Identifiable Markov Switching Models with Instantaneous Effects and Exponential Families

Temporal systems often exhibit non-stationary behaviour, such as seasonal climate variation or glucose fluctuations in patients with type-1 diabetes. One way to model non-stationarity is through discrete latent regimes, i.e., stationary segments of time. Such systems induce a Markov Switching Model (MSM), a class of Hidden Markov Models with autoregressive dependencies among latent regimes and observed variables. Identifying latent regimes is challenging in the presence of frequent regime switches and nonlinear and non-Gaussian dynamics, particularly when there are instantaneous effects between the variables, e.g., due to slow rates of measurements.

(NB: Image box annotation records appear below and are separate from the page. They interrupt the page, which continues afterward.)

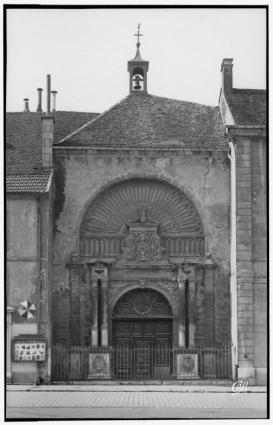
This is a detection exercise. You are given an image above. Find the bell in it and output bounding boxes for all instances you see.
[134,82,141,90]
[133,75,142,90]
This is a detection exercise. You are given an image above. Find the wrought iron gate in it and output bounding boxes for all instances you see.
[52,346,232,381]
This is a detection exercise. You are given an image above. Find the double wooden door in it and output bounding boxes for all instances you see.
[113,319,172,380]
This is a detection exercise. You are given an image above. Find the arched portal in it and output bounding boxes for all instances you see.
[112,288,173,379]
[112,288,173,349]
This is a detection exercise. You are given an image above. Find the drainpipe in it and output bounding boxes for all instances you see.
[36,195,41,385]
[227,134,238,381]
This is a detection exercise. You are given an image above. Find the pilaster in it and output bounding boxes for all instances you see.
[6,306,14,383]
[203,254,217,346]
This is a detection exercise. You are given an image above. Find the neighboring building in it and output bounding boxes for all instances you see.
[6,43,267,384]
[219,59,268,385]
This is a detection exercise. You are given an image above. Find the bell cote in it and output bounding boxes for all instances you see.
[128,24,149,94]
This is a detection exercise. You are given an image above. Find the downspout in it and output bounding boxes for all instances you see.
[36,195,41,385]
[227,134,238,381]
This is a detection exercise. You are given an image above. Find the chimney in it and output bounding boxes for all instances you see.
[36,89,43,112]
[221,59,233,93]
[24,99,30,112]
[46,75,50,115]
[42,75,55,168]
[51,90,58,112]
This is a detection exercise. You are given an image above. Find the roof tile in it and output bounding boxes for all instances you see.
[225,89,267,126]
[59,94,228,150]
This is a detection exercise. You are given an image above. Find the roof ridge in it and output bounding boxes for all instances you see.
[55,95,130,145]
[147,93,218,109]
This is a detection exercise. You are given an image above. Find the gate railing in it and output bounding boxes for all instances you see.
[52,345,232,381]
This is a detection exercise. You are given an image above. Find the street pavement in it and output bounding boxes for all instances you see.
[6,385,267,420]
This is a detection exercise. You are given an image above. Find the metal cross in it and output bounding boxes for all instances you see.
[134,24,143,43]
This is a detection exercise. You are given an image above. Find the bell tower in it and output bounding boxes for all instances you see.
[128,24,149,94]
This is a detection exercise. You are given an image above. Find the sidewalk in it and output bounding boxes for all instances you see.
[6,384,267,393]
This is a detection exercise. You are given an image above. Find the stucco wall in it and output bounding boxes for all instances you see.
[6,194,52,383]
[53,151,230,343]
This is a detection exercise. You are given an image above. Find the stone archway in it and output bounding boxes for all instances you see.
[76,178,205,261]
[112,288,173,349]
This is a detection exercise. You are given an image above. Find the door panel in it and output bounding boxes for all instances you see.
[113,319,172,380]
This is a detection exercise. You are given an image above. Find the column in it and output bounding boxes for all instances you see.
[189,278,196,347]
[101,276,108,347]
[178,276,186,347]
[204,261,215,345]
[6,306,14,383]
[91,279,98,347]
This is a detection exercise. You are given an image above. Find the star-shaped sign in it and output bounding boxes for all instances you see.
[18,300,36,319]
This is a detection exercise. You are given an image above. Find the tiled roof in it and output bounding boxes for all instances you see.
[6,171,51,193]
[59,94,228,150]
[225,89,267,125]
[6,112,98,175]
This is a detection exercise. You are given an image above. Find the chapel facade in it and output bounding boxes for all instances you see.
[8,33,266,384]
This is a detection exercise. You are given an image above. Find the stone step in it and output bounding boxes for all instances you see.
[51,379,233,387]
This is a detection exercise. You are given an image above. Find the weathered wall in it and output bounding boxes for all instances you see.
[251,140,268,385]
[6,195,52,382]
[236,136,267,385]
[53,151,230,344]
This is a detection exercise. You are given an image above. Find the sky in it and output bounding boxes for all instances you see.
[6,6,266,112]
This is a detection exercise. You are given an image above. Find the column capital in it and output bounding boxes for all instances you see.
[101,277,108,288]
[178,279,186,291]
[189,279,195,291]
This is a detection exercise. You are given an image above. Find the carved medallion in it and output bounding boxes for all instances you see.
[133,292,153,316]
[182,356,194,372]
[93,355,106,372]
[113,289,172,318]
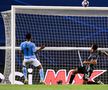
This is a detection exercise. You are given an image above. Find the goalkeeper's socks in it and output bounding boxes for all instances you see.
[39,68,44,81]
[69,74,75,84]
[22,67,27,80]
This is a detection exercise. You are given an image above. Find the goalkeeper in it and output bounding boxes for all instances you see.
[20,33,45,84]
[69,44,108,84]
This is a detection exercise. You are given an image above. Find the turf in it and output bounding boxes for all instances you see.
[0,85,108,90]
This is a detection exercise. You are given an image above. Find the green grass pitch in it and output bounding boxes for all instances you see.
[0,85,108,90]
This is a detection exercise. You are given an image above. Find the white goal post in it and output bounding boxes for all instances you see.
[0,5,108,84]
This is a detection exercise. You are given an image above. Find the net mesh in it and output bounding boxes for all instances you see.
[16,14,108,83]
[0,6,108,84]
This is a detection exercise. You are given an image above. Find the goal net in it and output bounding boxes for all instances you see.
[0,6,108,84]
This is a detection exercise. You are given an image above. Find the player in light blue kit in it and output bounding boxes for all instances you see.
[20,34,45,83]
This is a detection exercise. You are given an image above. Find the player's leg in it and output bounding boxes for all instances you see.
[69,66,85,84]
[69,68,78,84]
[22,60,27,83]
[32,59,44,82]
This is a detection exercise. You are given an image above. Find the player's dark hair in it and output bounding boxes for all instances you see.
[92,44,98,51]
[26,33,31,40]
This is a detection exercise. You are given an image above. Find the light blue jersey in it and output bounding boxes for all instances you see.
[20,41,36,59]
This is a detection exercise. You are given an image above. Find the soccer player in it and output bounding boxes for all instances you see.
[69,44,108,84]
[20,33,45,84]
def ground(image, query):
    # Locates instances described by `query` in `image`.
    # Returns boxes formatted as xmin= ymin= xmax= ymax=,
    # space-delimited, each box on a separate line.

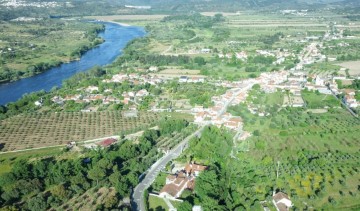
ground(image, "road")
xmin=131 ymin=124 xmax=208 ymax=211
xmin=131 ymin=83 xmax=254 ymax=211
xmin=328 ymin=87 xmax=359 ymax=118
xmin=0 ymin=136 xmax=120 ymax=155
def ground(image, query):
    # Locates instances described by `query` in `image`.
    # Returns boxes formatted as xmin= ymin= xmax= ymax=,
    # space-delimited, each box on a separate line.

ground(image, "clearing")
xmin=339 ymin=61 xmax=360 ymax=75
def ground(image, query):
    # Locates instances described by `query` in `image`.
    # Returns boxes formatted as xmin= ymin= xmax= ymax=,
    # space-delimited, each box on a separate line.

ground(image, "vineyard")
xmin=0 ymin=111 xmax=159 ymax=151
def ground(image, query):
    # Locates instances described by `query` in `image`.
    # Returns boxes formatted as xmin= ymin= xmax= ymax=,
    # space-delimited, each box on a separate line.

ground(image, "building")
xmin=192 ymin=205 xmax=203 ymax=211
xmin=179 ymin=76 xmax=188 ymax=83
xmin=159 ymin=163 xmax=207 ymax=199
xmin=96 ymin=138 xmax=117 ymax=148
xmin=273 ymin=192 xmax=292 ymax=211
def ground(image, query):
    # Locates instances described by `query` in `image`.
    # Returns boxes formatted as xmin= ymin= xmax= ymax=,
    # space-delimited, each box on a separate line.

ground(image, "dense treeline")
xmin=179 ymin=126 xmax=232 ymax=210
xmin=0 ymin=19 xmax=105 ymax=82
xmin=0 ymin=118 xmax=188 ymax=211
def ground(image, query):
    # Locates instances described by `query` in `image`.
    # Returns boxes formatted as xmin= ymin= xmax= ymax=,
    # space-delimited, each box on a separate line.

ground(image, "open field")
xmin=338 ymin=61 xmax=360 ymax=75
xmin=159 ymin=69 xmax=200 ymax=75
xmin=149 ymin=195 xmax=169 ymax=211
xmin=0 ymin=111 xmax=159 ymax=151
xmin=231 ymin=87 xmax=360 ymax=210
xmin=149 ymin=72 xmax=207 ymax=78
xmin=54 ymin=187 xmax=116 ymax=211
xmin=84 ymin=15 xmax=167 ymax=22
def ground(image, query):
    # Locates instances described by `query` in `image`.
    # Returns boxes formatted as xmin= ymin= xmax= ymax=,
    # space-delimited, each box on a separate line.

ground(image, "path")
xmin=131 ymin=124 xmax=208 ymax=211
xmin=0 ymin=136 xmax=119 ymax=155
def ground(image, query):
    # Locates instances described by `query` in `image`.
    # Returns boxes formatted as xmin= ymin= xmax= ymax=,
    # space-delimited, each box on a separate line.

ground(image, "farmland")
xmin=0 ymin=20 xmax=103 ymax=81
xmin=338 ymin=61 xmax=360 ymax=76
xmin=0 ymin=111 xmax=159 ymax=151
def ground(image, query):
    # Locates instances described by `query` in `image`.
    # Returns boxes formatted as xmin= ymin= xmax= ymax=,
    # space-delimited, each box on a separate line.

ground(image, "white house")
xmin=192 ymin=205 xmax=203 ymax=211
xmin=273 ymin=192 xmax=293 ymax=211
xmin=179 ymin=76 xmax=188 ymax=83
xmin=315 ymin=75 xmax=325 ymax=86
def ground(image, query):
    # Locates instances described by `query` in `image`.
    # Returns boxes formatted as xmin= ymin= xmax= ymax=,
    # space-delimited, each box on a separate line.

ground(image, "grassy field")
xmin=301 ymin=91 xmax=341 ymax=108
xmin=338 ymin=61 xmax=360 ymax=76
xmin=0 ymin=20 xmax=102 ymax=81
xmin=0 ymin=111 xmax=159 ymax=151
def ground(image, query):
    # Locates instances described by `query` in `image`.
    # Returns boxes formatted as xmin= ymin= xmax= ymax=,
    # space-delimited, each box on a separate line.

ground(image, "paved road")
xmin=0 ymin=136 xmax=120 ymax=155
xmin=131 ymin=124 xmax=208 ymax=211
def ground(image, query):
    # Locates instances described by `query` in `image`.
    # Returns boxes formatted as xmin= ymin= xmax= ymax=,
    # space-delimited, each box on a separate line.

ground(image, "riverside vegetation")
xmin=0 ymin=0 xmax=360 ymax=210
xmin=0 ymin=19 xmax=105 ymax=82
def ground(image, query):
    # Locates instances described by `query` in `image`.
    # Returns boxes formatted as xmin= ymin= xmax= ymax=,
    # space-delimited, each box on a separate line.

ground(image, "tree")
xmin=104 ymin=195 xmax=118 ymax=209
xmin=88 ymin=166 xmax=106 ymax=185
xmin=27 ymin=194 xmax=47 ymax=211
xmin=177 ymin=201 xmax=192 ymax=211
xmin=50 ymin=184 xmax=68 ymax=201
xmin=194 ymin=56 xmax=206 ymax=66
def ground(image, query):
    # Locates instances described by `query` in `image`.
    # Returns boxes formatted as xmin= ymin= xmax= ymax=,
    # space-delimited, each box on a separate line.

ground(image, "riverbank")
xmin=84 ymin=15 xmax=168 ymax=26
xmin=0 ymin=20 xmax=105 ymax=83
xmin=0 ymin=22 xmax=145 ymax=105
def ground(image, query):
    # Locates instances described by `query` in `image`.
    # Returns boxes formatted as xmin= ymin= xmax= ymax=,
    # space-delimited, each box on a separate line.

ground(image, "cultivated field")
xmin=0 ymin=111 xmax=159 ymax=151
xmin=159 ymin=69 xmax=200 ymax=75
xmin=85 ymin=15 xmax=167 ymax=21
xmin=51 ymin=187 xmax=116 ymax=210
xmin=339 ymin=61 xmax=360 ymax=75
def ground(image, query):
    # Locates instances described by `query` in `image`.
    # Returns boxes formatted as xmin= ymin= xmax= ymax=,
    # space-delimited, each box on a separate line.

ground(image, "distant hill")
xmin=0 ymin=0 xmax=360 ymax=20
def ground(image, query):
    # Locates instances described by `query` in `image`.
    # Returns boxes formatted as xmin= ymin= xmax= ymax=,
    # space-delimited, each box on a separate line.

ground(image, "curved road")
xmin=131 ymin=124 xmax=209 ymax=211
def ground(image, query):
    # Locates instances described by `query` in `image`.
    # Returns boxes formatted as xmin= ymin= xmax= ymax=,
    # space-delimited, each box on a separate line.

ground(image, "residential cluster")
xmin=103 ymin=73 xmax=166 ymax=85
xmin=1 ymin=0 xmax=59 ymax=8
xmin=159 ymin=162 xmax=207 ymax=199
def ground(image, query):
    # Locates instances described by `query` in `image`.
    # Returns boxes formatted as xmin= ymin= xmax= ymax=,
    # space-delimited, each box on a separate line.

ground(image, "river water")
xmin=0 ymin=23 xmax=145 ymax=105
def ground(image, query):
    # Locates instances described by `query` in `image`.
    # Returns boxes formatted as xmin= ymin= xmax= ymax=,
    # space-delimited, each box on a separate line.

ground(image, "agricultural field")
xmin=338 ymin=61 xmax=360 ymax=76
xmin=230 ymin=89 xmax=360 ymax=210
xmin=0 ymin=19 xmax=104 ymax=82
xmin=56 ymin=187 xmax=117 ymax=211
xmin=148 ymin=195 xmax=169 ymax=211
xmin=0 ymin=111 xmax=159 ymax=151
xmin=301 ymin=90 xmax=341 ymax=109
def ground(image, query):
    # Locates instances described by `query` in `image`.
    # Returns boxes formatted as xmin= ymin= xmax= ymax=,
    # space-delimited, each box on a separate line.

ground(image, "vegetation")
xmin=0 ymin=119 xmax=188 ymax=210
xmin=0 ymin=19 xmax=104 ymax=82
xmin=0 ymin=111 xmax=159 ymax=151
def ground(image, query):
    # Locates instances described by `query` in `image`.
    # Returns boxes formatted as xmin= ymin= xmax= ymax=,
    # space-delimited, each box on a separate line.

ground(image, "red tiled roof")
xmin=97 ymin=138 xmax=117 ymax=147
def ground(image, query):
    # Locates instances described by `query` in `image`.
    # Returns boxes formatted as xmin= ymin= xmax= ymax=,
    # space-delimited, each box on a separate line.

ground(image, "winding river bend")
xmin=0 ymin=22 xmax=145 ymax=105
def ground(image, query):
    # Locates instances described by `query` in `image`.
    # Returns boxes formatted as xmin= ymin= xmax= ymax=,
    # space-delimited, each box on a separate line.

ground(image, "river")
xmin=0 ymin=22 xmax=145 ymax=105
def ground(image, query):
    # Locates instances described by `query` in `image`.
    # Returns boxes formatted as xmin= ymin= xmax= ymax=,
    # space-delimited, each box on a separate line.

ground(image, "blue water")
xmin=0 ymin=23 xmax=145 ymax=105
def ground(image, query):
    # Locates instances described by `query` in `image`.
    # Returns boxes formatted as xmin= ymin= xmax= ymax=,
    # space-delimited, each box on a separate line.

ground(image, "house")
xmin=273 ymin=192 xmax=293 ymax=211
xmin=192 ymin=205 xmax=203 ymax=211
xmin=159 ymin=172 xmax=191 ymax=199
xmin=201 ymin=48 xmax=211 ymax=53
xmin=149 ymin=66 xmax=159 ymax=72
xmin=179 ymin=76 xmax=188 ymax=83
xmin=85 ymin=86 xmax=99 ymax=93
xmin=184 ymin=162 xmax=207 ymax=177
xmin=159 ymin=163 xmax=207 ymax=199
xmin=343 ymin=89 xmax=355 ymax=96
xmin=96 ymin=138 xmax=117 ymax=148
xmin=315 ymin=76 xmax=325 ymax=86
xmin=194 ymin=111 xmax=210 ymax=123
xmin=136 ymin=89 xmax=149 ymax=97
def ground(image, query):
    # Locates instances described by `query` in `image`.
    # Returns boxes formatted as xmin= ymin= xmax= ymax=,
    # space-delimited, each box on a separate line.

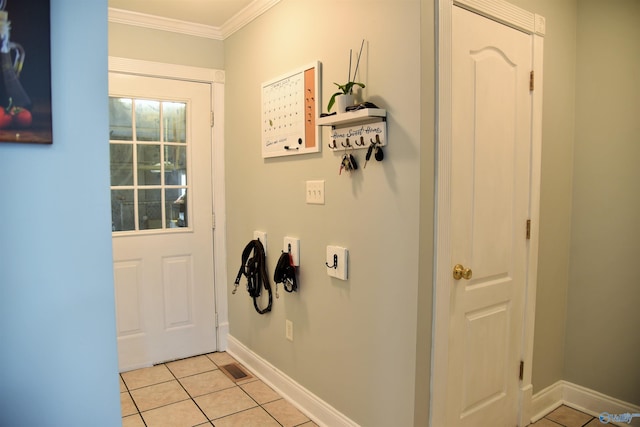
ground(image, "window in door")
xmin=109 ymin=97 xmax=190 ymax=233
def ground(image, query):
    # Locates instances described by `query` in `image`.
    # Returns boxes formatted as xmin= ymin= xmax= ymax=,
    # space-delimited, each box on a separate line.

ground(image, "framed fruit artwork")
xmin=0 ymin=0 xmax=53 ymax=144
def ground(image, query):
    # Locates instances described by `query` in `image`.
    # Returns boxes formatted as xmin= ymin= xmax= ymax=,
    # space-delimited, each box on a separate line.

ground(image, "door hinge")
xmin=519 ymin=360 xmax=524 ymax=381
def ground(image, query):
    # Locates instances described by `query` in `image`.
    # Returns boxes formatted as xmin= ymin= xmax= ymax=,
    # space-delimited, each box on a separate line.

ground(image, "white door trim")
xmin=109 ymin=56 xmax=229 ymax=350
xmin=429 ymin=0 xmax=545 ymax=427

In this work, we establish the identifiability of both latent regimes and regime-dependent causal structures under temporal regime dependencies, nonlinear lagged and instantaneous effects, and independent noise from the exponential family. Our identifiability theory subsumes non-temporal mixtures of causal models. Furthermore, we introduce FlowMSM, a regime detection framework that can be paired with any stationary causal discovery method to recover regime-dependent causal structures. Experiments on synthetic benchmarks and a financial economics dataset demonstrate the effectiveness of our approach to detect latent regimes and discover causal structures from non-stationary time series.